Fałszywe wiadomości, mistyfikacje i dezinformacja na temat liczby ofiar w centrum handlowym na Bonaire

Jak potwierdził w poniedziałek rzecznik Komendy Głównej Policji, Ricardo Gutierrezaagenci nie znaleźli jeszcze żadnego ciała na parkingu centrum handlowego Bonaire w walenckiej miejscowości Aldaia, zniszczonej w zeszłym tygodniu przez burzę. Potwierdzenie napływa po przeprowadzeniu w ostatnich godzinach prac eksploracyjnych parkingu przez 4 drony, samą policję, Wojskową Jednostkę Ratunkową (UME) i strażaków.

A słynne centrum handlowe było w ostatnich dniach w centrum uwagi w sieciach społecznościowych, po części ze względu na dużą pojemność, w której zmieściło się łącznie aż 2500 pojazdów. Informacja, która wywołała alarm po zalaniu przez przejście DANA, która zaczęła być wskazywana jako możliwa lokalizacja ciał zaginionych w Aldaia.

Prasa Europa

Zalany parking na Bonaire

Podejrzenie, które stopniowo przekształciło się w kulę śnieżną oszustw i dezinformacji w tych samych sieciach społecznościowych, gdzie niektórzy wpływowi ludzie, tacy jak Rubén Gisbert czy Bertrand Ndongo, doszli do tego, że „wyłącznie” zgłaszali, że otrzymali informacje, że tam był “setki trupów” na różnych piętrach parkingu.

Zagubione bilety

Pierwsze teorie krążyły wokół zdjęcia nurka UME, który wszedł na pierwsze piętro parkingu z pierwszą drużyną nurkową, która w ten weekend przybyła na Bonaire. Na zdjęciu agent po wyjściu przesuwa dłonią po twarzy, co robią niektórzy użytkownicy, np. RMCastillo 62 000 obserwującychzinterpretowali to jako gest przerażenia, gdy zobaczyli, co jest w środku.

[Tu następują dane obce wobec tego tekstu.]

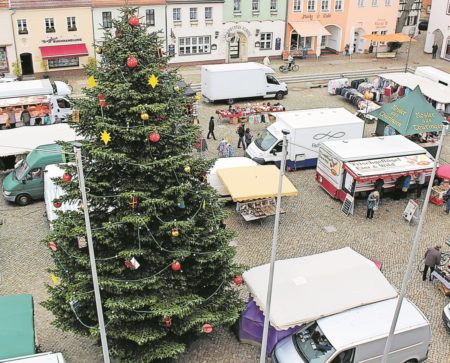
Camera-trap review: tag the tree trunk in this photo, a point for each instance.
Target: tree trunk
(404, 15)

Zrzut ekranu tweeta o Bonaire

X

Zrzut ekranu tweeta o Bonaire

Jednak to, co faktycznie pokazało zdjęcie, to nurek wycierający twarz po wejściu do prawie dwumetrowej wody i błota. „Kto wie, co jest tam na dole”, teoretyzowali na podstawie zdjęcia i nalegali: „powiedz nam prawdę”.

Teoria, która przekształciła się w „wyjątki”. „Nie chcę rozsiewać plotek, chcę dać pewność” – zauważył YouTuber na swoim koncie na Instagramie. Rubén Gisbert (prawie 650 000 obserwujących na YouTube)który twierdził, że udał się w okolice centrum handlowego, gdzie zapewniono go, że w tę niedzielę „na parkingu pojawili się policjanci” oraz że 700 samochodów odebrało mandaty za parkowanie i nie wyjechało. W rzeczywistości upierał się, że prawdziwym powodem wizyty Filipa VI i Sáncheza było to, że „700 zabitych w centrum handlowym, nikt nie jest w stanie tego pokryć”.